Friday’s Wandering Thoughts

We made Christmas crock pot candy today. I’m employing the marital we. I put Christmas confection on them and found containers to house them until they’re bagged up. My wife did the actual work. She blames me in part for them. She said, “I have to make something to exchange with Lori. She’s going to make that biscotti that you like and bring it over. I need something to give to her.”

Yes, I have a bad habit of effusively thanking people for whatever baked goods they share with me. Folks take that to heart. Thereafter, I’m delivered biscotti, banana-nut bread, zuchinni loaves, peanut butter chocolate chip cookies, grape pie, fudge, and brownies. I know, it’s an American tragedy.

We’re also going to a Swedish smorgasboard, so something was needed as a hostess gift. My wife decided the Christmas crock pot candy would work because we gave them out before, and the husband and wife told my wife how much they liked it.

It’s all a vicious holiday circle, isn’t it?

Thursday’s Wandering Thoughts

Went grocery shopping yesterday. A light shop, a stop-gap function done because we were in Medford for a medical appointment, so let’s shop since we’re here. Combining tasks is the ‘Merican way.

Watching folks with their shopping carts in stores, I thought, we really need to codify some basic shopping cart etiquette. I mean, most of spend an impressive chunk of existence in the U.S. in stores, guiding a shopping cart. Some rules and expectations could be helpful. Like, “Do not block the aisle with your cart and body. Be mindful of other shoppers.” Yes, that’s a toughie for some: mobility issues, size of the aisle, and size of the individual all contribute to the difficulty levels. But at least make an effort, won’t you?

While we’re at it, could you pay attention when you’re wheeling your cart down an aisle? Nothing like being forced to stop and watch as some yo-yo pushes their cart blindl forward while looking behind them. I was going to say to treat your cart like you’re driving a car but numerous lobotomized drivers seem to be steering motorized vehicles these day.

BTW, we’re all tired and impatient. You shoving your cart around, cutting others off, doesn’t help the sit. But we witness the same thing in road rage incidents, don’t we, as people impatiently cut corners and run red lights and stop signs.
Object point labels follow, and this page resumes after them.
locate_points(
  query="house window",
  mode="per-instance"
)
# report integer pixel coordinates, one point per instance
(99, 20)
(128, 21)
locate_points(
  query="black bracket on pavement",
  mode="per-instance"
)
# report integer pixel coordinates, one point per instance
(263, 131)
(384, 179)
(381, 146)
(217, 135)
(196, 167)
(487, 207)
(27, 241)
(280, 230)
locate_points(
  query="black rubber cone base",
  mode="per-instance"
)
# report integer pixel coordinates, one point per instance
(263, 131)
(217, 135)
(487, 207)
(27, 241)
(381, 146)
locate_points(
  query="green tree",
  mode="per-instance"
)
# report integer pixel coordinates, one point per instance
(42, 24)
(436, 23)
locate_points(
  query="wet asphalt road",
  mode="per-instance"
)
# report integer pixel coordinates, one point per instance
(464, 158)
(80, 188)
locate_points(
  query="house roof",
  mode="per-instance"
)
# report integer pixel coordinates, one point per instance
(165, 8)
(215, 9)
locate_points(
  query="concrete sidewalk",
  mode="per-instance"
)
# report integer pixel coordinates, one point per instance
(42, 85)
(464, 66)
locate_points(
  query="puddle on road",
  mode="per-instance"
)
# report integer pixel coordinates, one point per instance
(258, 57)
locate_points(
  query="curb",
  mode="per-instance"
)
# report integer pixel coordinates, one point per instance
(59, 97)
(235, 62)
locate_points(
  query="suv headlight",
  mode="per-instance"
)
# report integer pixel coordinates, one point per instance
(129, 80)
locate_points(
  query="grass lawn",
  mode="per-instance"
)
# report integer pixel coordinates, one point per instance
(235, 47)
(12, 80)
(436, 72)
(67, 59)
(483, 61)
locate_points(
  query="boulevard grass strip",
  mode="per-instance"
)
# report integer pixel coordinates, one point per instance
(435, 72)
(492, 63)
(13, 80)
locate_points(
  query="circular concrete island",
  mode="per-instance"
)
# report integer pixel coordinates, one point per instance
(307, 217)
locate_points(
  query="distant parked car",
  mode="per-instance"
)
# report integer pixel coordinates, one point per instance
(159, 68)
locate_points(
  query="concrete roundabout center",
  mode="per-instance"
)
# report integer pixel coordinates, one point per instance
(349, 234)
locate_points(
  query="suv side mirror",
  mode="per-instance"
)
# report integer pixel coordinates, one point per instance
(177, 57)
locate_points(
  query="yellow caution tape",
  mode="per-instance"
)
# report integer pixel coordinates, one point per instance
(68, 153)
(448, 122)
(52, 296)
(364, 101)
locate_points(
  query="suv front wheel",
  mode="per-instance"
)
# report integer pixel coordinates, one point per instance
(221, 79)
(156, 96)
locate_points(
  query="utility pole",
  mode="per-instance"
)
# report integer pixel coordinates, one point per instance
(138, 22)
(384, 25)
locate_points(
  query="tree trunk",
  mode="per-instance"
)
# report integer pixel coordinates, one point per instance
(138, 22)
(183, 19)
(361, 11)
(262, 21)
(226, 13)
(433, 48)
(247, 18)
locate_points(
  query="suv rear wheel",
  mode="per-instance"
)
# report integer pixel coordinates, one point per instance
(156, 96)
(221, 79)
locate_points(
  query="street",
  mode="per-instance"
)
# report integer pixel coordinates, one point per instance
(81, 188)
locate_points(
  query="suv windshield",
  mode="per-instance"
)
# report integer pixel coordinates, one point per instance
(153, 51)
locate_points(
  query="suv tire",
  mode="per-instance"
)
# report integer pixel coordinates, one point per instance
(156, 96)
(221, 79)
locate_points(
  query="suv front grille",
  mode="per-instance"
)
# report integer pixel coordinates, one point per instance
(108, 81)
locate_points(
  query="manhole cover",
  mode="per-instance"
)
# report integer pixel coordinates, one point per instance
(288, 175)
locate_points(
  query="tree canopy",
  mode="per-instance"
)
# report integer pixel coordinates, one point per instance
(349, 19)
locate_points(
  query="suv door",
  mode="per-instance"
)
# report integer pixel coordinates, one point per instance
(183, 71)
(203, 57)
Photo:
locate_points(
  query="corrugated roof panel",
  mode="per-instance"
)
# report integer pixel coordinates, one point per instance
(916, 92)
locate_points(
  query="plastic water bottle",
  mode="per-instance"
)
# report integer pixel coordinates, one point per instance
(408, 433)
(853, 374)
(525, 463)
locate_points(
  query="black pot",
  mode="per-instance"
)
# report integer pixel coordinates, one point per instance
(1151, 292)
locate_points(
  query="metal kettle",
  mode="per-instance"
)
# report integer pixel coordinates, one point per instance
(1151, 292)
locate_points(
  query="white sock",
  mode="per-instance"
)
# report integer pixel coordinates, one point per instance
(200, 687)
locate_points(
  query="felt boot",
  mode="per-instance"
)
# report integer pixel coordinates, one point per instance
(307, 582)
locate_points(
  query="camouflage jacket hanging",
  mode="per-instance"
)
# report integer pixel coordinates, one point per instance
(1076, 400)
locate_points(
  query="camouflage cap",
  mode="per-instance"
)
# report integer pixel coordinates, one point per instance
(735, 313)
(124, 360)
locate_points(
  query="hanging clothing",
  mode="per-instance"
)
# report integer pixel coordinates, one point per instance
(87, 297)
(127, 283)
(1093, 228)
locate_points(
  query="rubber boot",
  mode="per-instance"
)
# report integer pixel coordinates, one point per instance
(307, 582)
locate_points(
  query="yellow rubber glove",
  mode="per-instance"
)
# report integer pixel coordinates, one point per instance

Anway, to socialize these new shopping cart norms, we can involve shopping carts and celebrities. Imagine synchronized shopping cart activities in Fourth of July, Thanksgiving, and other holiday parades. Shopping cart manuveuring and rules can be taught in elementary school. Remedial courses can be offered in high school and college. Perhaps there will be Olympic shopping cart events. Maybe we can change the hundred meter dash. Adding carts and staging it in grocery stores would make events like that more relatable to norms like me. We’d call it “The Shopping Cart Dash”. Makes more sense than high hurdles. How many times do you really do hurdles in real life?

Rev up your imaginaiton to the possibilities. James Croden could go shopping with celebrities. We can have a public service campaigns featuring Travis Kelce and Taylor Swift and other stars pushing shopping carts in stores while complying with the new etiquette. Which sports superstar, Hollywood uber star, or pop megastar would you like to see pushing a shopping cart to inspire you? With examples like Joey Logana, Selena Gomez, Jelly Roll, Tina Fey, Ellen, Aaron Judge, and Patrick Mahomes leading the way, we could become a nation known as polite and civilized shopping carters.

I mean, what else do we have going for us at this point?

Saturday’s Wandering Thoughts

Nothing like unwittingly stepping — barefoot — into floof gack to change the morning’s trajectory.

Unwittingly is not superfluous there, either. On the one hand, what fool would wittingly step into floof gack? Are there people out there who cry with glee, “Look, floof gack,” and step in it? Perhaps; this world has some unusual individuals in it.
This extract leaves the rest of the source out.